Unfortunately for him, just after he signed this contract, Newt Gingrich won control of the congress, and he ordered that ALL of the CFR be made publically available on the internet, for free, so our stakeholder never sold any of his CDs.

Another example of people trying to copyright and profit from documents that should be publically available.

6 Supremacy Claus 01.28.08 at 9:09 am

It is settled law. Copyright of a law violates public policy.

The letter belongs to a legal dispute. Unless covered by a privacy clause in a contract, this presumption violates public policy.

If a judge posts my small claim in the public records of the court, for the return of a rent deposit, should I be able to sue the judge with a presumption of copyright? Prisoners copyrighted their names. They sued judges for infringement by the judge utterance of their names, for $250K each time. They thought they had seized assets of judges and wardens. They offered to settle in return for release from prison. Their sentences were increased for harassment.

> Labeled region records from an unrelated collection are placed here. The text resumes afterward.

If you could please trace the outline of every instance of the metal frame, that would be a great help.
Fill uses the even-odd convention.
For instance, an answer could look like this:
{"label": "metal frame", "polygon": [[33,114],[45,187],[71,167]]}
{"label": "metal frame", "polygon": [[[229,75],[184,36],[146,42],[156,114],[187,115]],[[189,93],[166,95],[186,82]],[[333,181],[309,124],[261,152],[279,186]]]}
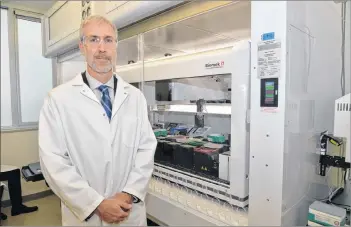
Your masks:
{"label": "metal frame", "polygon": [[[19,49],[18,49],[18,21],[17,19],[41,22],[41,14],[18,10],[11,7],[1,7],[8,12],[8,35],[9,35],[9,63],[10,63],[10,86],[11,86],[11,110],[12,126],[1,126],[1,132],[36,130],[38,122],[22,122],[20,75],[19,75]],[[57,73],[55,61],[52,60],[53,87],[57,85]]]}

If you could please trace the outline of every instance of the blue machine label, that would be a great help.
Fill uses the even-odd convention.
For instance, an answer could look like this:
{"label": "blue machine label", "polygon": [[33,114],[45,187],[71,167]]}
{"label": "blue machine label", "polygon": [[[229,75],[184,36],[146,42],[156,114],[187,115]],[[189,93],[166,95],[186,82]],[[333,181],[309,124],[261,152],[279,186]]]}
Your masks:
{"label": "blue machine label", "polygon": [[261,36],[261,39],[262,39],[262,41],[274,39],[274,32],[264,33],[264,34]]}

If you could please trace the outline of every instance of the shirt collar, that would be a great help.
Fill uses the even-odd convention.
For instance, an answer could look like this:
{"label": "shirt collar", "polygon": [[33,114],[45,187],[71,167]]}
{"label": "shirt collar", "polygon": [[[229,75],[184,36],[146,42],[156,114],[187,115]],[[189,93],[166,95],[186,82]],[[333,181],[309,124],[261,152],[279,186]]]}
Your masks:
{"label": "shirt collar", "polygon": [[[86,70],[86,75],[87,75],[87,80],[89,83],[89,86],[92,90],[97,89],[98,87],[100,87],[103,83],[101,83],[100,81],[98,81],[97,79],[95,79],[94,77],[92,77],[88,71]],[[109,81],[107,81],[105,83],[106,86],[110,87],[113,89],[114,87],[114,81],[113,81],[113,77],[114,75],[111,77],[111,79]]]}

http://techdirt.com/articles/20070720/151338.shtml

http://www.telegraph.co.uk/news/main.jhtml?xml=/news/2007/07/19/wplan19.xml

The aim here is the same, to harass the adverse third party. That may violate a rule of conduct and a judge rule of ethics, too.

An appellate judge has to protect the integrity of the court. (Yes, I actually believe in that.) The judge should reverse the decision, and assess triple legal and court costs from personal assets, for this bonehead lawyer stunt.

7 OBQuiet 01.28.08 at 5:22 pm

IANAL and I think I asked this before but will ask again.

The person who received the letter had a legal right to show the actual letter to others, correct?

Would he be allowed to show it to someone like his lawyer over a video feed?

Could he display it on web cam?

Where does the arbitrary point get reached where the letter that he owns cannot be made available through electronic display?